Consider a few examples. Most obviously, perhaps, social interaction provides a necessary means toward sexual reproduction. But not all mates exert equal impact on reproductive fitness. Thus, there may have evolved specific aspects of human cognition that help solve the problem of selecting a mate (or mates) bearing characteristics that are advantageous to the perceiver's reproductive fitness. Reproductive fitness is influenced not only by the successful production of offspring, but also by the extent to which one's offspring, and other close kin, successfully reproduce. Because of this, there may have evolved specific aspects of human cognition that help individuals distinguish among different degrees of kinship, and incline them to allocate resources differentially in favor of closer kin. These two examples illustrate specific fitness-relevant opportunities associated with the presence of others. Implicitly, they also illustrate a broader point about the opportunities afforded by social life: Because loners and outcasts are relatively unlikely to have access to desirable mates, or to receive the material benefits of kinship, simply being an accepted member of any social group has fitness-relevant advantages. Thus, there may have evolved specific aspects of human cognition that help promote sociality in general.

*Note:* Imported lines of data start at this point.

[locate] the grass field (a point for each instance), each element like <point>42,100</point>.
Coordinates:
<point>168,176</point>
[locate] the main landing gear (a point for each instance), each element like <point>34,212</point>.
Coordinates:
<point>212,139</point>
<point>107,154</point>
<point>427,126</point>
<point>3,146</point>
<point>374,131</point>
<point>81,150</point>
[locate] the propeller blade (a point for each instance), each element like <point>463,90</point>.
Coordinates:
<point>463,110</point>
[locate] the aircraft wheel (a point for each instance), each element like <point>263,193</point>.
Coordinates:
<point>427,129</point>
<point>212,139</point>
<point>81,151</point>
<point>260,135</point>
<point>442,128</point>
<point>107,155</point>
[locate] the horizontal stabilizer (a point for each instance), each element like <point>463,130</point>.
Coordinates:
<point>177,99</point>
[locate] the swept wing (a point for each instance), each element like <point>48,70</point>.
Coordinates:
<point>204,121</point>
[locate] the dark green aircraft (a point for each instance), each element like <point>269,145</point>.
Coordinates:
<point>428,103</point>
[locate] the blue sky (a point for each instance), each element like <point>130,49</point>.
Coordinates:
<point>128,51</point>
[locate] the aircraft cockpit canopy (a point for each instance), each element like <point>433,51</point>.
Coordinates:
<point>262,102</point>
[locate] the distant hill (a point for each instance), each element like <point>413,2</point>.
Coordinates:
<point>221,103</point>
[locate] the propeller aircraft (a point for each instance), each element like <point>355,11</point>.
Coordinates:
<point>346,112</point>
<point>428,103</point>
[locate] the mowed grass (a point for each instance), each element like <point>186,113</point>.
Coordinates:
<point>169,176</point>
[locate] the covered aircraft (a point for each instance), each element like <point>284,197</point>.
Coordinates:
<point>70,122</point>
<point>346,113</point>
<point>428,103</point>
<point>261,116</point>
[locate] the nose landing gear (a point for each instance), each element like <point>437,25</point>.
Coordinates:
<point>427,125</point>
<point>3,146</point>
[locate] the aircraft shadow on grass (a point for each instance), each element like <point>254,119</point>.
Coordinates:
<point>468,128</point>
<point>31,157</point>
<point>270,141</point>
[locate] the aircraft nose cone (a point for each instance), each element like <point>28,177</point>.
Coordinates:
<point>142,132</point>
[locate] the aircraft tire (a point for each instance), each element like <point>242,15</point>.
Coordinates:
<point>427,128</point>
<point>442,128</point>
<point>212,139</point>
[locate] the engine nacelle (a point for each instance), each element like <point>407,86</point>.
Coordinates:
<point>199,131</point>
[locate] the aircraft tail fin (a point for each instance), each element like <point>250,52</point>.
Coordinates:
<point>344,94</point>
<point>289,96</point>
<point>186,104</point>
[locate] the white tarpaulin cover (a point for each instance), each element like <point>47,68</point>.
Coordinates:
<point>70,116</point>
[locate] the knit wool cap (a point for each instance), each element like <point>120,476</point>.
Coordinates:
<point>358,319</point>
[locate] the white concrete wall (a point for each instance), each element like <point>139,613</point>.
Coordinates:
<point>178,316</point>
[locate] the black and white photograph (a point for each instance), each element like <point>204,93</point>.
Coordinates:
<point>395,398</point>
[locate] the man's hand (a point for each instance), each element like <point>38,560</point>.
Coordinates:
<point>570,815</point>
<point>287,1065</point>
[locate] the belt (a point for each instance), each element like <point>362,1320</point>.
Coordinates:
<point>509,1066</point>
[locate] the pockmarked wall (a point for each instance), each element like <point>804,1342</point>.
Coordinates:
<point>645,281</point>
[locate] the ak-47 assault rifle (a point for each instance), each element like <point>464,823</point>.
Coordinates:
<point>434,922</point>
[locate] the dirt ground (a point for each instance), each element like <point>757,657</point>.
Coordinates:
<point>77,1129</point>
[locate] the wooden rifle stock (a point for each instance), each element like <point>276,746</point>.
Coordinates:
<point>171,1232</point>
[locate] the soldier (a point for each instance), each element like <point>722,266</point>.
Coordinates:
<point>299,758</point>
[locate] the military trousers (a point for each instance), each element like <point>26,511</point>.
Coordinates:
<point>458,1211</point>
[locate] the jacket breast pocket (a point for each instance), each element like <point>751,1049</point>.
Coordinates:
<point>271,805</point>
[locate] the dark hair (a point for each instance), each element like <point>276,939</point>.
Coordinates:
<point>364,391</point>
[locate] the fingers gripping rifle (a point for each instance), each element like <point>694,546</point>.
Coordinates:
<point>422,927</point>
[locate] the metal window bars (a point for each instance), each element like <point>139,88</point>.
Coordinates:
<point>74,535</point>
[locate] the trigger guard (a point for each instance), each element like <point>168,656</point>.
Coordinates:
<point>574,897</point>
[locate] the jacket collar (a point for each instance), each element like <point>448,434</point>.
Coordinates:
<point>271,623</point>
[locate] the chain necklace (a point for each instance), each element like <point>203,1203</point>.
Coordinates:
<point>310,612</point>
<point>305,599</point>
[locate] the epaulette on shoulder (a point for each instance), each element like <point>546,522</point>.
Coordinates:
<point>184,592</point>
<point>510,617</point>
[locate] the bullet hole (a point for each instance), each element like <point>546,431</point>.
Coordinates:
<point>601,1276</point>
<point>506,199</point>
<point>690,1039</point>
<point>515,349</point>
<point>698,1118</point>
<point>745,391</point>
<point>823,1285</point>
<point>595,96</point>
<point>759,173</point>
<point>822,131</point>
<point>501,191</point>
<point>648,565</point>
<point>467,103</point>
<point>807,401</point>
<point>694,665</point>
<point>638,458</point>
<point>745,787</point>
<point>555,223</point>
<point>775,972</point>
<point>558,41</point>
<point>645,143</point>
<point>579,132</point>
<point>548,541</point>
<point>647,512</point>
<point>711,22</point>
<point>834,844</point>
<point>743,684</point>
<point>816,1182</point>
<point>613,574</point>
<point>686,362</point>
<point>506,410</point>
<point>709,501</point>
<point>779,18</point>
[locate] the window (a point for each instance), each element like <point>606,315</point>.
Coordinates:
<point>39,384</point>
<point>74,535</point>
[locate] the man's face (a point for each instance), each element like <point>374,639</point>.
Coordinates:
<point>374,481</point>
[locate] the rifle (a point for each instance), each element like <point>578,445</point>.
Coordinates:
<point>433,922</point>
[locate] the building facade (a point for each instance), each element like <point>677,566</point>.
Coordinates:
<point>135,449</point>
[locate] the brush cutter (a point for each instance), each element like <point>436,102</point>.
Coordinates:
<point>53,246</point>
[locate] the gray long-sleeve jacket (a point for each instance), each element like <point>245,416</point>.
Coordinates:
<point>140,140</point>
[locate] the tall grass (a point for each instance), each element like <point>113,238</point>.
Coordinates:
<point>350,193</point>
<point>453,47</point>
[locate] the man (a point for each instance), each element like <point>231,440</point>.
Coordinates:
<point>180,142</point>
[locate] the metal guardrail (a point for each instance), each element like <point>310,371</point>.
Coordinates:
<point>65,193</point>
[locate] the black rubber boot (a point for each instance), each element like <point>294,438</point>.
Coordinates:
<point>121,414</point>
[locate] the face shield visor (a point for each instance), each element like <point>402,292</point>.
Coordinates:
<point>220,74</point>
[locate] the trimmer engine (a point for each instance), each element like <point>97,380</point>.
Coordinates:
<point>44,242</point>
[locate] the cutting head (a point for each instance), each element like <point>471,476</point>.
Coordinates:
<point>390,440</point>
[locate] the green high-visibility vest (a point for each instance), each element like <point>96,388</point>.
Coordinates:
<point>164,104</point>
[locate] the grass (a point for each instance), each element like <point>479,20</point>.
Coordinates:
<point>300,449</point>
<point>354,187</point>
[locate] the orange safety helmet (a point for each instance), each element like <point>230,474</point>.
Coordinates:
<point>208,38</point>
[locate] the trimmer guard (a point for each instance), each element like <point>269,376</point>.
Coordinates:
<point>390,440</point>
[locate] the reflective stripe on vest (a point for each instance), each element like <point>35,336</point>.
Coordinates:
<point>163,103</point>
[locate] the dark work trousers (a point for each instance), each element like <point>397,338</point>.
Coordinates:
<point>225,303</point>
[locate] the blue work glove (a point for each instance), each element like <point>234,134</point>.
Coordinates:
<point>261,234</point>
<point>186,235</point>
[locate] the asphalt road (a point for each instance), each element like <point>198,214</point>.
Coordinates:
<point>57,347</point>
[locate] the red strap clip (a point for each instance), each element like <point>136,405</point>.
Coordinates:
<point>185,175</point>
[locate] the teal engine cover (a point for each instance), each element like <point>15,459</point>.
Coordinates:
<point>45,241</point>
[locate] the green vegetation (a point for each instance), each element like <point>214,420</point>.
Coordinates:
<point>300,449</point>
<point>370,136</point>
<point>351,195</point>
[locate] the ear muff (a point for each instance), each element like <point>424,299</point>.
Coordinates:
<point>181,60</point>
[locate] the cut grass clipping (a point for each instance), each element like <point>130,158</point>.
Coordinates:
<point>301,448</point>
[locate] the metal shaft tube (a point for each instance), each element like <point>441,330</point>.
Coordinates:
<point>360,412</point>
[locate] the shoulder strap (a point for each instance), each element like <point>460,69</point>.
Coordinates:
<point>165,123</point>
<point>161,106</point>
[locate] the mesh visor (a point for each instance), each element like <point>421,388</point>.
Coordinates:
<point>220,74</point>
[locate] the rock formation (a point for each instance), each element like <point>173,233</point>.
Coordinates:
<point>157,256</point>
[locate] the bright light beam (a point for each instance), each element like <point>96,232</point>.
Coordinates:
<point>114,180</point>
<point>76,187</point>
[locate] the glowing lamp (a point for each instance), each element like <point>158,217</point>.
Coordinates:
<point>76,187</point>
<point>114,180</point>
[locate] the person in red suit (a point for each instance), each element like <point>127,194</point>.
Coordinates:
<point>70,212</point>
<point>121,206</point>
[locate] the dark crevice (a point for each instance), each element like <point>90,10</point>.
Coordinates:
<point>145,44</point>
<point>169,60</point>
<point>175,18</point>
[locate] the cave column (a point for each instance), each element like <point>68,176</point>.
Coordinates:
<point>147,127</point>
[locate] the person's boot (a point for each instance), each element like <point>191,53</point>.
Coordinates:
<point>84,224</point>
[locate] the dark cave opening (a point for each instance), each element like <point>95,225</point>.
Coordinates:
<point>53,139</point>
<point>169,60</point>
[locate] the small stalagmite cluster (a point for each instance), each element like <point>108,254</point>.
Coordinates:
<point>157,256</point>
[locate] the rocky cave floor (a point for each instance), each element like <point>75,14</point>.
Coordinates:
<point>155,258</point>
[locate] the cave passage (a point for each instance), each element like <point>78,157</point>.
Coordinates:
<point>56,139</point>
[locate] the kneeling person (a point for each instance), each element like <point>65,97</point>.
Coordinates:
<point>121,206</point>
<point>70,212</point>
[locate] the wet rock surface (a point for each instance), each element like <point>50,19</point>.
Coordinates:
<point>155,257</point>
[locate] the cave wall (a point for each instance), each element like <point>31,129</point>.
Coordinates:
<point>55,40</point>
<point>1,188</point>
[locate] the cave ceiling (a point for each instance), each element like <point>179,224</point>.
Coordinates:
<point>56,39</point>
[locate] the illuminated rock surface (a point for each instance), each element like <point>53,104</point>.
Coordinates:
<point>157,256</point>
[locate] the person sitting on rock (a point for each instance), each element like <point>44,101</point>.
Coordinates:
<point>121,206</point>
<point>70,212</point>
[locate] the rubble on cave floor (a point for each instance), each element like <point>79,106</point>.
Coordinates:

Of course, social interactions not only are a source of potential benefit; they can sometimes be the source of specific fitness-relevant threats as well. Some conspecifics, for a variety of reasons (e.g., competition for mates or material resources) may have the intention of doing harm. If one falls prey to these malevolent intentions (if one is killed, for instance), the cost to reproductive fitness can be enormous. Consequently, specific aspects of human cognition may have evolved that facilitate detection of, and defensive responses to, potential harm doers. Even well-meaning conspecifics may pose a threat to health and reproductive fitness – if those individuals are infected with communicable, disease-causing pathogens. Thus, specific aspects of human cognition may have evolved that facilitate detection and physical avoidance of disease-bearing conspecifics. A third form of peril arises in the form of conspecifics who cheat, steal, or other otherwise fail to uphold social contracts. There may have evolved specific aspects of human cognition that facilitate the detection and punishment of such norm violators.

This is hardly an exhaustive list (for a longer list, see Schaller, Park, & Kenrick, 2007). It is merely illustrative of the kinds of enduring fitness-relevant "problems" – prospects to be achieved or perils to be avoided – associated with the presence of conspecifics. The key point is that, because these problems have endured across vast stretches of ancestral time, they may have exerted nontrivial selection pressures on the evolution of human social cognition. An extensive body of research is consistent with this general line of speculation (for a set of extensive reviews and discussions, see Schaller, Simpson, & Kenrick, 2006). More importantly, this body of research documents dozens of novel psychological discoveries that have emerged from the rigorous testing of specific hypotheses deduced within this evolutionary framework. Some of these discoveries bear directly on our understanding of first impressions.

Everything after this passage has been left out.